Filmfestspiele

Cannes 2023: Die wichtigsten Preise und Filme des Festivals

Das Filmfestival in Cannes ging am 27. Mai mit einer Goldenen Palme für Justine Triets „Anatomy of a Fall“ zu Ende – nicht der einzige Festivalerfolg für Schauspielerin Sandra Hüller. Für den tipBerlin war Michael Meyns vor Ort. Er schreibt über Wim Wenders, die wichtigsten Preise, herausragende Filme und spannende Tendenzen für die Zukunft des Arthouse-Kinos.

„Perfect Days“ von Wim Wenders: Der deutsche Regisseur war bei den Internationalen Filmfestspielen von Cannes 2023 quasi omnipräsent. Foto: Cannes FF

Cannes 2023: Wim Wenders’ große Auftritte beim Filmfestival

„Das Kino als Kunstform liegt im Sterben!“ Ein dramatischer Befund, der vom eigentlich meist so optimistisch und gelassenen Wim Wenders stammt. Vor 40 Jahren hatte Wenders „Room 666“ gedreht und Anfang der 80er diverse Regisseure zum Stand der Kino-Dinge befragt.
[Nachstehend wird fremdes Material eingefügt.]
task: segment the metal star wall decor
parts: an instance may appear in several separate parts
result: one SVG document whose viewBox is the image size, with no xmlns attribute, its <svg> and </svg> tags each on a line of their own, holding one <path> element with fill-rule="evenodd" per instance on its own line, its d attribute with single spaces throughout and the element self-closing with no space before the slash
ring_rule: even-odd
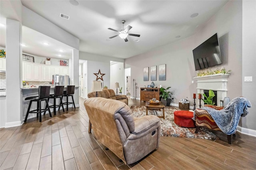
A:
<svg viewBox="0 0 256 170">
<path fill-rule="evenodd" d="M 100 72 L 100 69 L 99 69 L 99 72 L 98 73 L 93 73 L 95 76 L 97 76 L 97 78 L 96 78 L 96 80 L 98 80 L 98 79 L 101 79 L 102 80 L 103 80 L 103 78 L 102 78 L 102 76 L 106 74 L 102 74 Z"/>
</svg>

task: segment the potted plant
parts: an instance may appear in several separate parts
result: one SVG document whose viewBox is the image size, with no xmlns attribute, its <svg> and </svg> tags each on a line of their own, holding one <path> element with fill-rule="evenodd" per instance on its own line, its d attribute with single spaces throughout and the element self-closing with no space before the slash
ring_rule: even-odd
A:
<svg viewBox="0 0 256 170">
<path fill-rule="evenodd" d="M 214 105 L 215 103 L 212 102 L 212 98 L 215 96 L 214 92 L 211 90 L 209 90 L 209 96 L 206 96 L 204 94 L 202 94 L 206 99 L 203 99 L 203 101 L 205 104 L 209 105 Z"/>
<path fill-rule="evenodd" d="M 171 87 L 168 87 L 166 89 L 165 89 L 163 87 L 160 88 L 160 94 L 159 95 L 160 97 L 162 97 L 161 102 L 166 106 L 170 106 L 171 101 L 171 95 L 172 94 L 172 92 L 167 92 L 167 90 L 170 88 Z"/>
<path fill-rule="evenodd" d="M 119 88 L 119 94 L 122 94 L 122 90 L 123 88 L 122 87 L 121 87 L 120 88 Z"/>
</svg>

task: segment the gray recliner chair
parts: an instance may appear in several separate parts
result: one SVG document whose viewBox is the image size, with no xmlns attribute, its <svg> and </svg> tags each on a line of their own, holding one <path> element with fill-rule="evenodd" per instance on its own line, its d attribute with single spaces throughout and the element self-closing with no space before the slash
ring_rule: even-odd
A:
<svg viewBox="0 0 256 170">
<path fill-rule="evenodd" d="M 90 98 L 84 104 L 97 139 L 125 163 L 158 148 L 161 125 L 157 116 L 134 117 L 124 103 L 101 97 Z"/>
</svg>

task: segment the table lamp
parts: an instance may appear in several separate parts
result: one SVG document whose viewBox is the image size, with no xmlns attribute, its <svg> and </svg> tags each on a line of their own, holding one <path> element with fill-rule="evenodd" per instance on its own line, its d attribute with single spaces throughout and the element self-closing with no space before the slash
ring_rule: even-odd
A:
<svg viewBox="0 0 256 170">
<path fill-rule="evenodd" d="M 102 88 L 101 86 L 101 82 L 94 80 L 92 81 L 92 89 L 91 89 L 92 92 L 96 92 L 96 96 L 95 97 L 98 97 L 98 92 L 100 91 L 102 91 Z"/>
<path fill-rule="evenodd" d="M 118 94 L 117 93 L 117 88 L 120 88 L 119 83 L 118 83 L 117 82 L 115 83 L 115 88 L 116 88 L 116 95 L 118 96 Z"/>
</svg>

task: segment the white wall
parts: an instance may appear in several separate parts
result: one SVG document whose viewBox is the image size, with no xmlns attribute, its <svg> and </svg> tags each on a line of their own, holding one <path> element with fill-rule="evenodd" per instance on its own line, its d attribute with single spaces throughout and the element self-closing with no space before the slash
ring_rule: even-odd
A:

Nun stellte die junge Französin Lubna Playoust die Frage erneut: „Room 999“ hieß der Film, der diverse, meist optimistischer in die Zukunft blickende Regisseure wie Ruben Östlund, Audrey Diwan oder Albert Serra zusammenbrachte.

Und eben Wenders. Der neben Werner Herzog international vermutlich bekannteste deutsche Regisseur war bei den 76. Filmfestspielen von Cannes omnipräsent. Nicht nur durch seinen kurzen Auftritt bei Playoust, sondern vor allem durch gleich zwei Filme, die im offiziellen Programm gezeigt wurden und in ihren jeweiligen Bereichen das beste sind, was Wenders seit gut 30 Jahren gedreht hat: Der Dokumentarfilm „Anselm“ und der Spielfilm „Perfect Days“.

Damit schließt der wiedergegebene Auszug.